Doña Rosita the Spinster or the Language of Flowers (Third Act)

MARTÍN. My life as always. I just came from explaining my Precepts class. A real hell. It was a beautiful lesson: “Concept and definition of Harmony”, but the children are not interested at all. And what children! As they see me as useless, they respect me a little bit; sometimes a pin on the seat, or a little toy figure on my back, but they do horrible things to my classmates. They are the children of the rich and, as they pay, they cannot be punished. That’s what the director always tells us. Yesterday they insisted that poor Mr.
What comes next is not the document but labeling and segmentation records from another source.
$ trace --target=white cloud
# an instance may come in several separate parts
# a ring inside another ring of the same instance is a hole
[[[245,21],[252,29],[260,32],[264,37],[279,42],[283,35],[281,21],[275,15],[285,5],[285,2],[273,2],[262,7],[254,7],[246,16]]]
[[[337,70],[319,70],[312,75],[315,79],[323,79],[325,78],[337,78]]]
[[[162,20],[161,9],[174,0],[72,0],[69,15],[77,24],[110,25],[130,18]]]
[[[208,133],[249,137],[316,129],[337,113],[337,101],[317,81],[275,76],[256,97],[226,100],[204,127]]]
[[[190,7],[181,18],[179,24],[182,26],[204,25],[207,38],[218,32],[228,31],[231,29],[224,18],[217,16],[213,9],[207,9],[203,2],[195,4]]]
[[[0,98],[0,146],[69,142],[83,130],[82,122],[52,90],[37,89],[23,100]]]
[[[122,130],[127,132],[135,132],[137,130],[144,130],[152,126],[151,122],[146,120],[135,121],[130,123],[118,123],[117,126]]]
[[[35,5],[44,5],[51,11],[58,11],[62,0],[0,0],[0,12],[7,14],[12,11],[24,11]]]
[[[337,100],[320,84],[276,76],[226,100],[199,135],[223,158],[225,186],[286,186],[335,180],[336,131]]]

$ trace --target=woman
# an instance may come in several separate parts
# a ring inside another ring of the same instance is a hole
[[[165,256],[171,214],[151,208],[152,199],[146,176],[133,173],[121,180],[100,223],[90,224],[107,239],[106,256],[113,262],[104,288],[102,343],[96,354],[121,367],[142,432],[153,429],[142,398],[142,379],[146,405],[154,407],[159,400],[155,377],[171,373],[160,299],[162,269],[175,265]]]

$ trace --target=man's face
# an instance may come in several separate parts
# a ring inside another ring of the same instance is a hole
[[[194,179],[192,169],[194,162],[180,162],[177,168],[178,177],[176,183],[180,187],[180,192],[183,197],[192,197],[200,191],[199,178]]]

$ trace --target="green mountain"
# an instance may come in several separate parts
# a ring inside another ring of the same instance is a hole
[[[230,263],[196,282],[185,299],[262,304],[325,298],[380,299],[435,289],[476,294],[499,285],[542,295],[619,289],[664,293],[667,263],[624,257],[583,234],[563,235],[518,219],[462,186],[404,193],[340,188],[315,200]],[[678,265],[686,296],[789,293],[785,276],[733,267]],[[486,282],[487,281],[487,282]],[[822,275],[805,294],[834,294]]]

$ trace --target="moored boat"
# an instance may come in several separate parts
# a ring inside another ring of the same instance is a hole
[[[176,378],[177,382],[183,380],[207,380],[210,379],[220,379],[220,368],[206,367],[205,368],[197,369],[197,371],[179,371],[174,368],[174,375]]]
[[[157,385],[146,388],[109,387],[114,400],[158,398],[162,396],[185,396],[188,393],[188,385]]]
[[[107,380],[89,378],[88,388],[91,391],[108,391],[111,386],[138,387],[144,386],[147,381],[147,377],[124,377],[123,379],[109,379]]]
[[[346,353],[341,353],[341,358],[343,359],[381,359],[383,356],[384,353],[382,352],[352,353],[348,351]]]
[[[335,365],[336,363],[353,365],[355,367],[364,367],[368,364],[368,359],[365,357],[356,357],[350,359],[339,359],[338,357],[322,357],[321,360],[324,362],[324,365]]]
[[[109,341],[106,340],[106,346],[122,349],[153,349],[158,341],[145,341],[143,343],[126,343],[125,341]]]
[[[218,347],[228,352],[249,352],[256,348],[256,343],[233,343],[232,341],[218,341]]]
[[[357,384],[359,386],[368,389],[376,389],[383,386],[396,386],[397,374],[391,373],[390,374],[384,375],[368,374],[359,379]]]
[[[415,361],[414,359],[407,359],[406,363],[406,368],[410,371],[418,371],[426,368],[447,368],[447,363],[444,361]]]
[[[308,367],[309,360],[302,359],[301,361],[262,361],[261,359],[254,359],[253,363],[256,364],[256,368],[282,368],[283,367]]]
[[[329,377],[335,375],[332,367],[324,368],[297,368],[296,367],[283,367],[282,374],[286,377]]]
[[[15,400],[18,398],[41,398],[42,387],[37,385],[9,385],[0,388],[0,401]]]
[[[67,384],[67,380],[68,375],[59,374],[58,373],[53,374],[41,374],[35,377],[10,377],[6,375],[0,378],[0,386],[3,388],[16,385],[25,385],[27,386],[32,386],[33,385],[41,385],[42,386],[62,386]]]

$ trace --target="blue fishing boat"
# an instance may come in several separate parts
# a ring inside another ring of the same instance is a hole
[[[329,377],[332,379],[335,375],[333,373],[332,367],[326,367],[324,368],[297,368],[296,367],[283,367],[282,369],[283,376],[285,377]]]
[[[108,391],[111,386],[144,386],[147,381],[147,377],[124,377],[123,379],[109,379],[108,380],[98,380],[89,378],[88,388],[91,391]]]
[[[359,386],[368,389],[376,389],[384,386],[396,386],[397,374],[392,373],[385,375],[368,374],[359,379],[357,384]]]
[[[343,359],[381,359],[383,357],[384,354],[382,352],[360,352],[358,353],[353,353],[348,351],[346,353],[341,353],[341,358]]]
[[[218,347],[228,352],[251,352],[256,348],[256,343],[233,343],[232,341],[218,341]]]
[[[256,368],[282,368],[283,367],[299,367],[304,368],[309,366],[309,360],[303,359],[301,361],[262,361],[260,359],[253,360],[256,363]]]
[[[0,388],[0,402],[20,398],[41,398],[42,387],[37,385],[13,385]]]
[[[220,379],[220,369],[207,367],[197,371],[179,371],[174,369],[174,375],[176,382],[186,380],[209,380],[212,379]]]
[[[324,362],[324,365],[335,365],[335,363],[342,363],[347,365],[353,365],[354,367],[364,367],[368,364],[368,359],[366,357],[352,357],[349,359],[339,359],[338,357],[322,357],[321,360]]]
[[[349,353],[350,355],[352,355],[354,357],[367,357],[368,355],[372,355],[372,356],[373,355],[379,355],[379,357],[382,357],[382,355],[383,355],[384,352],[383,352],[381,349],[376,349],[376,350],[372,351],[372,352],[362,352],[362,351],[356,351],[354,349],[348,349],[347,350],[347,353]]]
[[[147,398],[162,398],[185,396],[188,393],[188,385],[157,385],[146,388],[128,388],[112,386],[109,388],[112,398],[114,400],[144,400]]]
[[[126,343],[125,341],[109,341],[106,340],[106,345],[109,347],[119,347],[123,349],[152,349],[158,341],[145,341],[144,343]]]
Canito, the new Geography teacher, was wearing a corset, because his body tilts backwards, and when he was alone in the yard, the big boys and the boarders got together, stripped him from the waist up, tied him to one of the columns in the corridor and threw a pitcher of water at him from the balcony.

TÍA. Poor creature!

MARTÍN. Every day I enter the school trembling in anticipation of what they are going to do to me, although, as I say, they are rather respectful of my misfortune. A while ago there was a huge scandal, because Mr. Consuegra, who is an admirable Latin teacher, had found cat excrement on his class list.

TÍA. ¡They are the enemy!

MARTÍN. They are the ones who pay and we live with them. And, believe me, the parents laugh at the infamies, because as we are the interns and we are not going to examine their children, they see us as men without feeling, as people placed in the last step of people who still wear a tie and an ironed collar.

TÍA. Oh, Don Martin, what a world this is!

MARTÍN. What a world! I always dreamed of being a poet. They gave me a natural flower and I wrote a play that could never be performed.